Two men played important roles in the Pentecostal Revival. Just before Christmas in 1900, Charles Parham gave 40 Bible school students an assignment – to find the New Testament evidence of being filled with the Spirit. Three days later, when Parham returned, his students informed him that the only consistent evidence of the baptism in the Holy Spirit was speaking in tongues. The STUDENTS HAD RECEIVED A REVELATION ON THE BAPTISM IN THE SPIRIT BY STUDYING THE WORD.

At almost midnight, New Year’s Day 1901, a student, Agnes Ozman, asked to have hands laid on her to receive the baptism. As other students did so, the Holy Spirit fell and she began to speak in tongues. Three days later, Parham himself received. Persecution came almost as quickly as the baptism.

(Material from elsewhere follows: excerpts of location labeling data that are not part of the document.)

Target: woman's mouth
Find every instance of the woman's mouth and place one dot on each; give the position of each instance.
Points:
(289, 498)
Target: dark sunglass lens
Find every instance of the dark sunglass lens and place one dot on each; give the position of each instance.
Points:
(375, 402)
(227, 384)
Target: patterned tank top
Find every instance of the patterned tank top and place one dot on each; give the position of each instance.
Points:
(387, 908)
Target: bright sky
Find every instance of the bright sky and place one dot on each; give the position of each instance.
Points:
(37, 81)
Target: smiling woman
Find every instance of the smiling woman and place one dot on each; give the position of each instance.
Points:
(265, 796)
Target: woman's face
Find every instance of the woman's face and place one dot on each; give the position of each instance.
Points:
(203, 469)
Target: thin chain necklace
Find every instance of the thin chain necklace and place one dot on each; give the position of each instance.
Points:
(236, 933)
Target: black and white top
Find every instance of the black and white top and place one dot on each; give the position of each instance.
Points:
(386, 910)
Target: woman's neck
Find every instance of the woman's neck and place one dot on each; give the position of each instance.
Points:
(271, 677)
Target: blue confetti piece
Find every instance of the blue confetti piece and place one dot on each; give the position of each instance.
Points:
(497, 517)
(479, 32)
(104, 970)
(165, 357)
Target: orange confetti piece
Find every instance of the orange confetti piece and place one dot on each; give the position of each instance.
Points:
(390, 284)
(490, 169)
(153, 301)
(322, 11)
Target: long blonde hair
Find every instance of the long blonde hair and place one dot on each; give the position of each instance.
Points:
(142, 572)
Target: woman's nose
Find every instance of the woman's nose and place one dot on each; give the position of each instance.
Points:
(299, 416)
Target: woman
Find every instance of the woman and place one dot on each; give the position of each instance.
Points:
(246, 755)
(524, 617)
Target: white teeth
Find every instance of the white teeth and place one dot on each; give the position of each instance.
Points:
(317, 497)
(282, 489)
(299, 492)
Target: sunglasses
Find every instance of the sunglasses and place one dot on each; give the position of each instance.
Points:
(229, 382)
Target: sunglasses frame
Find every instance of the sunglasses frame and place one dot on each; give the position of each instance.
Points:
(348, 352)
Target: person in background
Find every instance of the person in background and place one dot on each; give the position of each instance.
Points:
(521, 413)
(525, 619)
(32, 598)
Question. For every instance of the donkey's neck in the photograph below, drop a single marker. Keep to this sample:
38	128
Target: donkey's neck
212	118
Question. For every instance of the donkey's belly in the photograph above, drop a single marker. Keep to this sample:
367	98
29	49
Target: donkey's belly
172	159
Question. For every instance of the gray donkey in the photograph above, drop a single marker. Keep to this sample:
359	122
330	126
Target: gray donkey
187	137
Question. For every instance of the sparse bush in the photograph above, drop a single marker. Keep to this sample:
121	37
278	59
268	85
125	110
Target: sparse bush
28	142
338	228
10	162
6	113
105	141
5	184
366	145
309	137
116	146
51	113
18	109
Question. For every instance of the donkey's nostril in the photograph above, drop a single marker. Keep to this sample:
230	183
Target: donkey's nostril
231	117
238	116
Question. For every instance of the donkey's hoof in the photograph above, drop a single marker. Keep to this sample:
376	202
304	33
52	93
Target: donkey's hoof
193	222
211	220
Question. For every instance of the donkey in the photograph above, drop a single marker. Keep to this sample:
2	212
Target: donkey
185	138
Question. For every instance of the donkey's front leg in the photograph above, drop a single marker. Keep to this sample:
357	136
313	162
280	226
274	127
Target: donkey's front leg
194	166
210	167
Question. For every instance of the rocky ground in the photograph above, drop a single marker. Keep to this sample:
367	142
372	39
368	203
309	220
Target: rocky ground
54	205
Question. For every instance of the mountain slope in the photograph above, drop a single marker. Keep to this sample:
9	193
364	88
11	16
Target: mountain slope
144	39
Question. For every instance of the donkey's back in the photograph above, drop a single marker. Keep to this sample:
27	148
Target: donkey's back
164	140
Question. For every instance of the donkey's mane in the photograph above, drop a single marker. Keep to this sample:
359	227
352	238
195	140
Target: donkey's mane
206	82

William Seymour, a black preacher, approached Parham and sat under his teaching. When Seymour started TEACHING THE REVELATION that speaking in tongues is the evidence of the baptism in the Holy Spirit, he was locked out from his church.

Seymour then began to preach in an abandoned church at 321 Azusa Street. After about six months, revival broke out. In 1906, worshippers in Azusa Street Mission in Los Angeles, United States, experienced the baptism in the Holy Spirit, speaking in tongues and falling under the power of the Holy Spirit. News of the Azusa Street Revival spread and Christians from all over the world flocked to Azusa Street to experience the move. They then carried the fire with them wherever they went.

The established churches rejected the revival of the Spirit that was gathering pace as it challenged the established beliefs and practices of their day. They did not fully understand the phenomena because they thought that tongues had ceased. For several decades, this Pentecostal Revival flourished outside the established denominations. Every Pentecostal group today can trace its lineage directly or indirectly to the Azusa Street Revival.

It all started with a revelation from the word that restored the experience of JESUS THE BAPTIZER IN THE HOLY SPIRIT. In the 1990s, the Lutheran church that I attended experienced a revival through the revelation of Jesus our Baptizer. As the youth president, I got the youths baptized in the Spirit by showing them the revelation of the baptism in the Spirit from the Word of God.